If you are a telecommunications service provider in Australia and your customers are forced to complain to the Telecommunications Industry Ombudsman or TIO (the nation’s telco watchdog) for resolution, you can expect to receive a bill for your troubles.  And it’s proving a great way to make money – for the government!

This year, the TIO helped more than 200,000 Australians, up 60% from 125,000 last year. It answered almost 300,000 telephone calls, and 57,000 letters and emails from consumers and small businesses Australia wide.

It dealt with a 54% increase in complaints to 230,000. A total of 90% of these complaints, 208,000, were resolved with a referral back to the service provider. For the first time, more people complained about their mobile phone service than their landlines.

This proved to a bumper year for the TIO as it invoiced Telstra over AU$14 million (US$13m) and its Big Pond subsidiary an additional AU$3 million for complaint handling fees.
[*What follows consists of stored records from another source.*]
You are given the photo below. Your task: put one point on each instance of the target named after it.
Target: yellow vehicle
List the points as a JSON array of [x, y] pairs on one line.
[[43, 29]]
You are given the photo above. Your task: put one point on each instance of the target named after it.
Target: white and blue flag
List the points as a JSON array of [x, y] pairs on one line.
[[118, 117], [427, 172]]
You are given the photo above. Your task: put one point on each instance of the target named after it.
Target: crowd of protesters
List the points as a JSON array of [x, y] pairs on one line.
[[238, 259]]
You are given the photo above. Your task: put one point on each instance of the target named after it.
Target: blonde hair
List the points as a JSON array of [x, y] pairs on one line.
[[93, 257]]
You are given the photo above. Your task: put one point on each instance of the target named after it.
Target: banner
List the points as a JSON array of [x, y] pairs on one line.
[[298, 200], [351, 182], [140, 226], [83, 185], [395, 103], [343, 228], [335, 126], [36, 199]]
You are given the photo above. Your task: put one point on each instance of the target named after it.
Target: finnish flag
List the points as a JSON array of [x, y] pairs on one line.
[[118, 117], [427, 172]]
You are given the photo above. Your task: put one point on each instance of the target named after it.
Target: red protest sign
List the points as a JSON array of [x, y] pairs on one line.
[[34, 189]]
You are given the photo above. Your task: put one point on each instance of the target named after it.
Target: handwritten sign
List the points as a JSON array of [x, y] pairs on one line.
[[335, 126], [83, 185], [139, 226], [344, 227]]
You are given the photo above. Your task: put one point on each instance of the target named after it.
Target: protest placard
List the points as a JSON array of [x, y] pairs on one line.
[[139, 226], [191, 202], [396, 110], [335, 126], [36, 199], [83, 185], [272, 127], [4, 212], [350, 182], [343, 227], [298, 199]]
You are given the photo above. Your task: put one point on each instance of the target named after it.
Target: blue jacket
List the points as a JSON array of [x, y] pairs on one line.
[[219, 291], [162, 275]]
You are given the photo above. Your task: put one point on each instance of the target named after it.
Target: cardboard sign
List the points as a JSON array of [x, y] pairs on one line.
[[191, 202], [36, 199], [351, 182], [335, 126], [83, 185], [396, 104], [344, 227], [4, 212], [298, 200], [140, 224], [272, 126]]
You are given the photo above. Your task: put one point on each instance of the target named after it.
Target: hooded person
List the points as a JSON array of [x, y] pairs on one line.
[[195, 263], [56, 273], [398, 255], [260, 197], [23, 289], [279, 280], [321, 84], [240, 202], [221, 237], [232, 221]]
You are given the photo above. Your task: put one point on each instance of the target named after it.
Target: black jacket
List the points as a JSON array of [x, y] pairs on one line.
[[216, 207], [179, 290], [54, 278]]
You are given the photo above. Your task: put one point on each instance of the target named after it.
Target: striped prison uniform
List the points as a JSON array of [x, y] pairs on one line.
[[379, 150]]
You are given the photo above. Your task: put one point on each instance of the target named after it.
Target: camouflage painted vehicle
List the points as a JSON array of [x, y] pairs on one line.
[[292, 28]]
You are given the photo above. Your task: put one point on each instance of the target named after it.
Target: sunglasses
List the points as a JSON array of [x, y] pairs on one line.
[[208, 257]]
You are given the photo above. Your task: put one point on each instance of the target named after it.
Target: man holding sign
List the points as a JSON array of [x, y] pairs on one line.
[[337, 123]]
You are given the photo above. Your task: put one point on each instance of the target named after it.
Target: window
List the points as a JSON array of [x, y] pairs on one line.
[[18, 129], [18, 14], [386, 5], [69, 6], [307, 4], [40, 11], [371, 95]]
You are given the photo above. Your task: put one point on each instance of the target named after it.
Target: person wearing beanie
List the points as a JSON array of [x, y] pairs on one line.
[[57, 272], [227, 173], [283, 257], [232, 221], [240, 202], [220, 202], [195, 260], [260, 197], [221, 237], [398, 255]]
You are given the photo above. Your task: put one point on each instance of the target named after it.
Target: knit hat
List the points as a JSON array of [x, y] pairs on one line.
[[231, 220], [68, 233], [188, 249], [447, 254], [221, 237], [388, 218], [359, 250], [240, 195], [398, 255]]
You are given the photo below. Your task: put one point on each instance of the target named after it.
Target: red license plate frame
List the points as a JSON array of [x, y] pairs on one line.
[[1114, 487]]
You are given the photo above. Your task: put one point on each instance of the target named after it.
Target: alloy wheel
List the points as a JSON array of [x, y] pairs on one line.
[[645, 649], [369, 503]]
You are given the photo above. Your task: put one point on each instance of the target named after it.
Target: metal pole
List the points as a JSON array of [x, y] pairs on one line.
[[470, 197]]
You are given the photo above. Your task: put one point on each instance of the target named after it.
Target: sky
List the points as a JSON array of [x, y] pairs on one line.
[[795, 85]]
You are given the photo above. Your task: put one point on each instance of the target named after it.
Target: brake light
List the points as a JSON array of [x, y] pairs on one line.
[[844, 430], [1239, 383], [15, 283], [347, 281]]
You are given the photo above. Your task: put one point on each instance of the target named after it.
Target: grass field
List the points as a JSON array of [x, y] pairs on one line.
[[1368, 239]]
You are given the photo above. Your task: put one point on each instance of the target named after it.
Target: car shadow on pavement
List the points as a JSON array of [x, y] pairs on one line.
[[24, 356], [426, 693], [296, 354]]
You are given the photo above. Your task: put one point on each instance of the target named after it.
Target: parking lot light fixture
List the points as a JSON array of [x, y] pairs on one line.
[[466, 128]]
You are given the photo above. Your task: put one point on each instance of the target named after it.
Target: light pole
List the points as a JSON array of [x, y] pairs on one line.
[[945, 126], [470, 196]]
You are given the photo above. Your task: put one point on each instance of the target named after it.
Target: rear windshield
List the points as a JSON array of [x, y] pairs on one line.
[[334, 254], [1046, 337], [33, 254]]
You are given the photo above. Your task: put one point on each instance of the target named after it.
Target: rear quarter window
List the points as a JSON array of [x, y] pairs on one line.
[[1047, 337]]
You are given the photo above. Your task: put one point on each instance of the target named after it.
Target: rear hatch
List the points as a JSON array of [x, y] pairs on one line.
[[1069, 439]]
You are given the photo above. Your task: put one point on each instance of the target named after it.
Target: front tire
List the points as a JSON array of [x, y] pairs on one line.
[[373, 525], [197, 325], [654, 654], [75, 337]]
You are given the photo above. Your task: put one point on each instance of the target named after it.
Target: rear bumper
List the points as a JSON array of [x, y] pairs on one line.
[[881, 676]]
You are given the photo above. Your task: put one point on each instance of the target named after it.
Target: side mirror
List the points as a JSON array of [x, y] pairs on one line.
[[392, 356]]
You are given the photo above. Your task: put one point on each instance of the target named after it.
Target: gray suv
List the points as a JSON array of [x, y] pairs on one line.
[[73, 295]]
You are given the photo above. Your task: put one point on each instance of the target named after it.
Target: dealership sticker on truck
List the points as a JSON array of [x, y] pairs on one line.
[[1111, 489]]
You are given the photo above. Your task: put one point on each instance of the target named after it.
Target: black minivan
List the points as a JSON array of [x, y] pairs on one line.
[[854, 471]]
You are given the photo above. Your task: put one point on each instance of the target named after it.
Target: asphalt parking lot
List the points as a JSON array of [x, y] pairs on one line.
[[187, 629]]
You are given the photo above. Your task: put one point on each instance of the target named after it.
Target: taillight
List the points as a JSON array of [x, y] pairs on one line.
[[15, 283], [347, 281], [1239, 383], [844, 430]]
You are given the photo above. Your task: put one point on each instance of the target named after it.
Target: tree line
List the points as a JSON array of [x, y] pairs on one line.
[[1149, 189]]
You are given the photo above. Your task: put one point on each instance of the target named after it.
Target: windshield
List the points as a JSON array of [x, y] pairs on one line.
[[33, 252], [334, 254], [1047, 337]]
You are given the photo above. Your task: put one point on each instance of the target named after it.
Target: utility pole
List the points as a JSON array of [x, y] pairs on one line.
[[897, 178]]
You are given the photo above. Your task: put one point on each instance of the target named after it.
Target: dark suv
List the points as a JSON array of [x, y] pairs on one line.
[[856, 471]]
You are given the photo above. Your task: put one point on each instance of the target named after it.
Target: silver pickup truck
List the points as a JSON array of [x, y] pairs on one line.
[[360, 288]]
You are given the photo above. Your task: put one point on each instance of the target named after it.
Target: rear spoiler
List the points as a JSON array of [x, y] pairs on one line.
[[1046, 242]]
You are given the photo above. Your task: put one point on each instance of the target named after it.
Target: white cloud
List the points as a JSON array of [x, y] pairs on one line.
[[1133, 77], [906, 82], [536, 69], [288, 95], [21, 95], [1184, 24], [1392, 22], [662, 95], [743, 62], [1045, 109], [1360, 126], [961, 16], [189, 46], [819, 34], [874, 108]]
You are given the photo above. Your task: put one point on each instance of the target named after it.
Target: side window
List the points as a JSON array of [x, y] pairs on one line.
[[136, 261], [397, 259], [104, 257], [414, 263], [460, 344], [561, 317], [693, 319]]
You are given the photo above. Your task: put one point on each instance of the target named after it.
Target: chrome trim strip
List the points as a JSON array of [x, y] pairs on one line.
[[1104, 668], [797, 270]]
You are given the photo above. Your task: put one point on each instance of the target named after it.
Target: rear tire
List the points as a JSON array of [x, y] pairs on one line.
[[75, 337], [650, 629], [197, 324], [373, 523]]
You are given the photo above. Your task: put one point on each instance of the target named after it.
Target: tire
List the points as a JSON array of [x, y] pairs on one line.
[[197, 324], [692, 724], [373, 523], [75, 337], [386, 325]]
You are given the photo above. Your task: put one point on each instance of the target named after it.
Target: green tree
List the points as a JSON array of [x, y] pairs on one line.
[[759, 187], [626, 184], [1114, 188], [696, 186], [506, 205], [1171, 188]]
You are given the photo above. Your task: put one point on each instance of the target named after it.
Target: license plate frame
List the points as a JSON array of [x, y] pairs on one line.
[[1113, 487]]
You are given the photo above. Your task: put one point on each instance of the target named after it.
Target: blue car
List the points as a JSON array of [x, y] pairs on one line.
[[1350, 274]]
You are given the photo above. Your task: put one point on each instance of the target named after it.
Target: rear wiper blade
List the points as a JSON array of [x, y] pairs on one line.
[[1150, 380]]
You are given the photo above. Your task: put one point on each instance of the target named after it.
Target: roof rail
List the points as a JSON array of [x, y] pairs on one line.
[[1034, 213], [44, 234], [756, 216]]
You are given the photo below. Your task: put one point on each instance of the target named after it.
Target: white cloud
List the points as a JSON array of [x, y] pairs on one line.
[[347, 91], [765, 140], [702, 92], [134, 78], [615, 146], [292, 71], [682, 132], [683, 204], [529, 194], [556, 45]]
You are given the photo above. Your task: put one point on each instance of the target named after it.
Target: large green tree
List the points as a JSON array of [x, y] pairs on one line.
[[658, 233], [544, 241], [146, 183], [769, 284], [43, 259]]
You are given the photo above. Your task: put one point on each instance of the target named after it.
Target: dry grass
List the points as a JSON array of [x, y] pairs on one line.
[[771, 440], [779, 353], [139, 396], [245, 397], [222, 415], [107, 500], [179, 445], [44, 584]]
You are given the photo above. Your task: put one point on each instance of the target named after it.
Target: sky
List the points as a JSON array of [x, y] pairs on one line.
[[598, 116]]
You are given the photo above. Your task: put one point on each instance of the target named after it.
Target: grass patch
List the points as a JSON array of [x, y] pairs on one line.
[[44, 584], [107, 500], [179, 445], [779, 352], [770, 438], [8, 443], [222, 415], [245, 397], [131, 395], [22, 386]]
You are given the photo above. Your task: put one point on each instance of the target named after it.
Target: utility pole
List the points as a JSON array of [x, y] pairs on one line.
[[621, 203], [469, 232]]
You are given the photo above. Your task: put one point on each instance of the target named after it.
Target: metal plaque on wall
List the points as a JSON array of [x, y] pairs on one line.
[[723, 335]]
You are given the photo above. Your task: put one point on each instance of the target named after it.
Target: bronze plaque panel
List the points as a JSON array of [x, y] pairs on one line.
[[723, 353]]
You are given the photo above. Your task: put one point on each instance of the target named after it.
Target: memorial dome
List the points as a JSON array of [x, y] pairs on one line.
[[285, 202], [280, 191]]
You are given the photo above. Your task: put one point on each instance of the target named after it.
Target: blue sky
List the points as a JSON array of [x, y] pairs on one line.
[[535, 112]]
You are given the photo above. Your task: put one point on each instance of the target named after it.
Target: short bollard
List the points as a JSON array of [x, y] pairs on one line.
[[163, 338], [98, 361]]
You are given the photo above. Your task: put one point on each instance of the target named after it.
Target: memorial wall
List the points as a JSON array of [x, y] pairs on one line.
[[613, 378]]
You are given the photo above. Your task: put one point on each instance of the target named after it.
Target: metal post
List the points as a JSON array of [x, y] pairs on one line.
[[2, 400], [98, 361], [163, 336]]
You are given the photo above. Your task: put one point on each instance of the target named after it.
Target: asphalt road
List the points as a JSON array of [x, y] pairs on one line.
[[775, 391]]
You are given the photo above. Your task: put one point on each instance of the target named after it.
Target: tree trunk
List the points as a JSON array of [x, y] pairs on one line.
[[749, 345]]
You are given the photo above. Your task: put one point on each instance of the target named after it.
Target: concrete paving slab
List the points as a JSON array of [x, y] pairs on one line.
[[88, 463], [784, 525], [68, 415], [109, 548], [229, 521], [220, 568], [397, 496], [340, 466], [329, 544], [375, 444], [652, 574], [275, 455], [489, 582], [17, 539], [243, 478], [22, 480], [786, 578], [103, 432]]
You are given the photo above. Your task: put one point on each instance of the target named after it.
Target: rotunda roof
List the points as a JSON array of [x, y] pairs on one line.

Optus was invoiced for a total of AU$4.1 million in complaint handling fees, AAPT $563,547 and iiNet just $137,906.

Most concerning was that there was a “dramatic increase” in complaints to do with billing, customer service and credit management. Billing and payments accounted for the highest number of complaints (rising 115% since last year). In that category, 37.8% of complaints revolved around disputed usage charges such as internet usage charges, unidentified charges on bills, and timed call charges that should have been incorporated into capped plans.

More than 50% of complaints in this category were about carriers failing to action undertakings; “for example, failing to send out copies of bills despite promising to do so several times,” the report said.

I wonder if moving to eBilling would help?